O conselheiro, que é eletricista e operário da construção civil, exerce a função voluntariamente. Ele agradeceu ao governo do Estado pelos investimentos em estrutura física na Serra, mas disse estranhar “o desmantelamento da saúde pública do município”.
Apoio a surdos
Presidente da Associação Profissionalizante e de Apoio aos Surdos e Outras Deficiências (Apasod), Marcelo Rogano Cabanas dividiu a fala com a diretora de comunicação da entidade para apresentar os serviços prestados há 13 anos no apoio a pessoas com deficiência auditiva.
Ele citou, por exemplo, apoio jurídico e investimentos em cirurgias restauradoras da audição, quando possível. Outro ponto relevante é a capacitação que a Apasod promove para seu público com foco no mercado de trabalho. O resultado é um banco de profissionais qualificados à disposição de empresas que possuem vagas em seus quadros.
Combate a desigualdades
O Grito dos Excluídos também esteve em destaque na Tribuna Livre. O coordenador do Fórum Igrejas e Sociedade em Ação da Arquidiocese de Vitória, Giovanni Livio, falou sobre a mobilização para o 7 de setembro, em paralelo às comemorações da Independência do Brasil.

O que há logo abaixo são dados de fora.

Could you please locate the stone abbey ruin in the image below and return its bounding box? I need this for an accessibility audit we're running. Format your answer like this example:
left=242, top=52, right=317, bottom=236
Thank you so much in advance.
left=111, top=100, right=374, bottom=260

“Há 31 anos o grito dos excluídos denuncia desigualdades sociais e a violência contra o povo, dando voz aos grupos marginalizados da sociedade. O grito este ano em Vitória começa a partir das 8 horas no Portal do Príncipe e caminha até o Palácio Anchieta como um momento de reflexão, de fé e de luta. Na praça tornaremos público o grito desse ano”, disse Giovanni.
Antes, o movimento era organizado somente em Vitória, mas no próximo domingo estará ocorrendo nas quatro dioceses do Estado. “Esse ano, mais do que nunca, precisamos lutar pela democracia, em defesa da soberania brasileira”, disse Livio.